Re: [PATCH RFC 5/6] fs: introduce a shutdown_bdev super block operation

Christian Brauner <brauner@xxxxxxxxxx> · Tue, 24 Jun 2025 12:15:13 +0200

On Tue, Jun 24, 2025 at 07:21:50PM +0930, Qu Wenruo wrote:
> 
> 
> 在 2025/6/24 18:43, Christian Brauner 写道:
> [...]
> > > It's not hard for btrfs to provide it, we already have a check function
> > > btrfs_check_rw_degradable() to do that.
> > > 
> > > Although I'd say, that will be something way down the road.
> > 
> > Yes, for sure. I think long-term we should hoist at least the bare
> > infrastructure for multi-device filesystem management into the VFS.
> 
> Just want to mention that, "multi-device filesystem" already includes fses
> with external journal.

Yes, that's what I meant below by "We've already done a bit of that".
It's now possible to actually reach all devices associted with a
filesystem from the block layer. It works for xfs and ext4 with
journal fileystems. So for example, you can freeze the log device and
the main device as the block layer is now able to find both and the fs
stays frozen until both have been unfrozen. This wasn't possible before
the rework we did.

Now follows a tiny rant not targeted at you specifically but something
that still bugs me in general:

We had worked on extending this to btrfs so that it's all integrated
properly with the block layer. And we heard long promises of how you
would make that switch happen but refused us to let us make that switch.
So now it's 2 years later and zero happend in that area.

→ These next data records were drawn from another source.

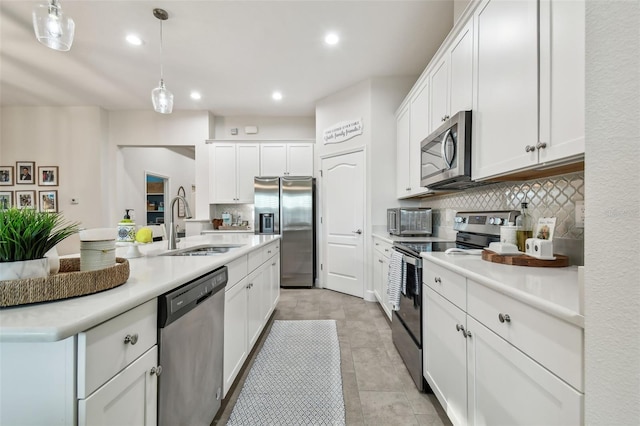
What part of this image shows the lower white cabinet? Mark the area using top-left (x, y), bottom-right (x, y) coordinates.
top-left (78, 345), bottom-right (158, 426)
top-left (372, 237), bottom-right (393, 320)
top-left (466, 317), bottom-right (584, 426)
top-left (0, 299), bottom-right (158, 426)
top-left (223, 241), bottom-right (280, 396)
top-left (422, 260), bottom-right (584, 426)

That also means block device freezing on btrfs is broken. If you freeze
a block device used by btrfs via the dm (even though unlikely) layer you
freeze the block device without btrfs being informed about that.

It also means that block device removal is likely a bit yanky because
btrfs won't be notified when any device other than the main device is
suddenly yanked. You probably have logic there but the block layer can
easily inform the filesystem about such an event nowadays and let it
take appropriate action.

And fwiw, you also don't restrict writing to mounted block devices.
That's another thing you blocked us from implementing even though we
sent the changes for that already and so we disabled that in
ead622674df5 ("btrfs: Do not restrict writes to btrfs devices"). So
you're also still vulnerable to that stuff.

> 
> Thus the new callback may be a good chance for those mature fses to explore
> some corner case availability improvement, e.g. the loss of the external
> journal device while there is no live journal on it.

Already handled for xfs and ext4 cleanly since our rework iiuc.

> (I have to admin it's super niche, and live-migration to internal journal
> may be way more complex than my uneducated guess)
> 
> Thanks,
> Qu
> 
> > Or we should at least explore whether that's feasible and if it's
> > overall advantageous to maintenance and standardization. We've already
> > done a bit of that and imho it's now a lot easier to reason about the
> > basics already.
> > 
> > > 
> > > We even don't have a proper way to let end user configure the device loss
> > > behavior.
> > > E.g. some end users may prefer a full shutdown to be extra cautious, other
> > > than continue degraded.
> > 
> > Right.
>